Quanto è frustrante vedere la Mercedes dominare in questo modo?
«Di sicuro non è bello. Ma non mi sento frustrato anche se la Mercedes è fortissima e continua a migliorare. Oggi è la squadra da battere. Noi siamo dietro e cerchiamo di lottare, è evidente che l’obiettivo non è arrivare secondi. Penso di essere stato chiaro: non siamo dove vorremmo essere».
Hamilton può raggiungerla conquistando il quarto Mondiale. Che effetto le fa? Che cosa invidia a Lewis?

«Nulla. E sarò contento per lui se dovesse riuscirci: a me non cambia niente. Ma anche Rosberg meriterebbe di farcela. Prima o poi, comunque, li batteremo: ne sono certo, non è impossibile».
Pensa di chiudere la carriera alla Ferrari?

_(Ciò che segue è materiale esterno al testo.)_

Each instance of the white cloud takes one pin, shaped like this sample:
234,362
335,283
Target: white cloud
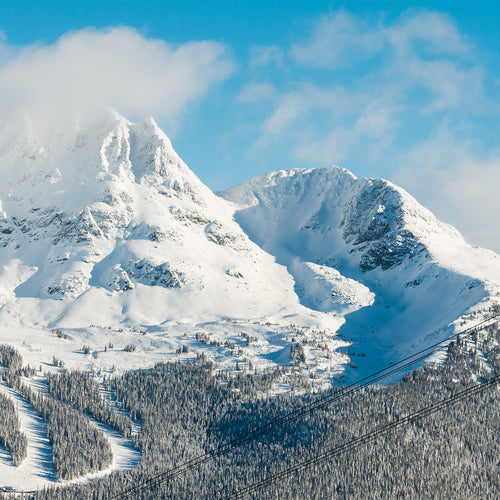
115,67
265,55
460,188
255,92
338,40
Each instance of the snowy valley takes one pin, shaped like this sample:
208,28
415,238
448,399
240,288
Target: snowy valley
114,256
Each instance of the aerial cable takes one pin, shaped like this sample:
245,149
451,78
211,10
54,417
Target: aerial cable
365,438
318,403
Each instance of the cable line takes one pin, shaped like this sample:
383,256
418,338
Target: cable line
318,403
366,438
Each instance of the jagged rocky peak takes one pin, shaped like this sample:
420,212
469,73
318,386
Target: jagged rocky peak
370,218
108,204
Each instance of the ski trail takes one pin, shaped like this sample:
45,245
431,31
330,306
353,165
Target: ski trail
36,469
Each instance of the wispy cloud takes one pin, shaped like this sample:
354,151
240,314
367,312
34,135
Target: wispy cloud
115,67
394,99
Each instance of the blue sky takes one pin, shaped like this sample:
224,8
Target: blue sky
408,91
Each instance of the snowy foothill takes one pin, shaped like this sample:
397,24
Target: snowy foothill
114,256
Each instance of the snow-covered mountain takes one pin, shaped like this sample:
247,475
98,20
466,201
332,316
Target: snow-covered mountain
102,223
106,224
366,248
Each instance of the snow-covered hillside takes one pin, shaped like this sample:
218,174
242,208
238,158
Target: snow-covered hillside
105,224
105,232
366,248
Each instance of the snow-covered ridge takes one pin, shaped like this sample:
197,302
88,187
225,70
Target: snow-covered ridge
415,275
102,223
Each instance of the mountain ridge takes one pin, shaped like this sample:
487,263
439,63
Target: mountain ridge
105,224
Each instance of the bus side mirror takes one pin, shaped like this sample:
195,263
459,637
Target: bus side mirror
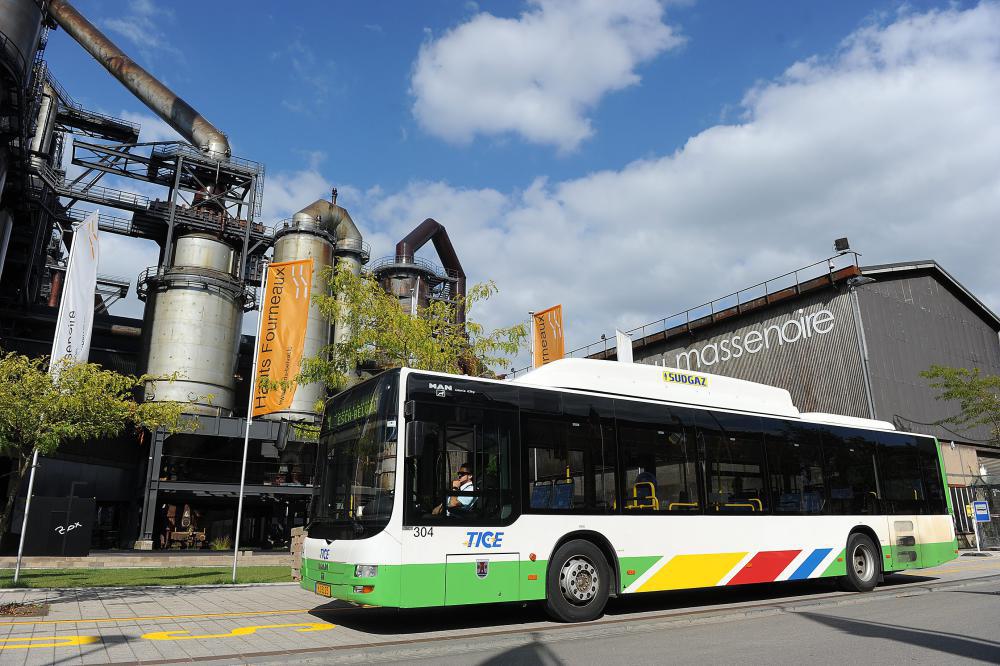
415,434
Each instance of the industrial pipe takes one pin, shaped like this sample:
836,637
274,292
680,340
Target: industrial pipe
431,230
160,99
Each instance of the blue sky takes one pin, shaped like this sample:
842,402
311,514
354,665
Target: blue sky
628,159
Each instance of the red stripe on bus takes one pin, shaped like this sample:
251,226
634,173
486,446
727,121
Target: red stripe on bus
764,567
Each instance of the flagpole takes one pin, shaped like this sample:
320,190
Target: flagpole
246,434
34,453
531,337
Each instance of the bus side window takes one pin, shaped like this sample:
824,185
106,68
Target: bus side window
570,456
734,463
851,472
901,474
659,460
795,468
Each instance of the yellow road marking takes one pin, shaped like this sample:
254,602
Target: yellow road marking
52,641
240,631
161,617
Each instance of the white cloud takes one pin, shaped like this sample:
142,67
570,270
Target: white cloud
891,141
139,24
537,75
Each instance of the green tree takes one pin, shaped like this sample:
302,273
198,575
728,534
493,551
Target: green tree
39,410
383,335
978,396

(ride) «Perché, mi considera un vecchio? Se è così, grazie... Non ci ho ancora pensato, è un orizzonte troppo lontano. La mia grande sfida è vincere con la Ferrari, mi assorbe tutte le energie. Ci metto l’anima».
Che cosa farà quando smetterà di correre?
«Mi prenderò un anno sabbatico o qualcosa del genere per visitare tanti posti nel mondo in cui sono già stato, ma senza conoscerli davvero per mancanza di tempo. Poi mi troverò un ruolo nel mondo delle corse, è una parte troppo importante della mia vita».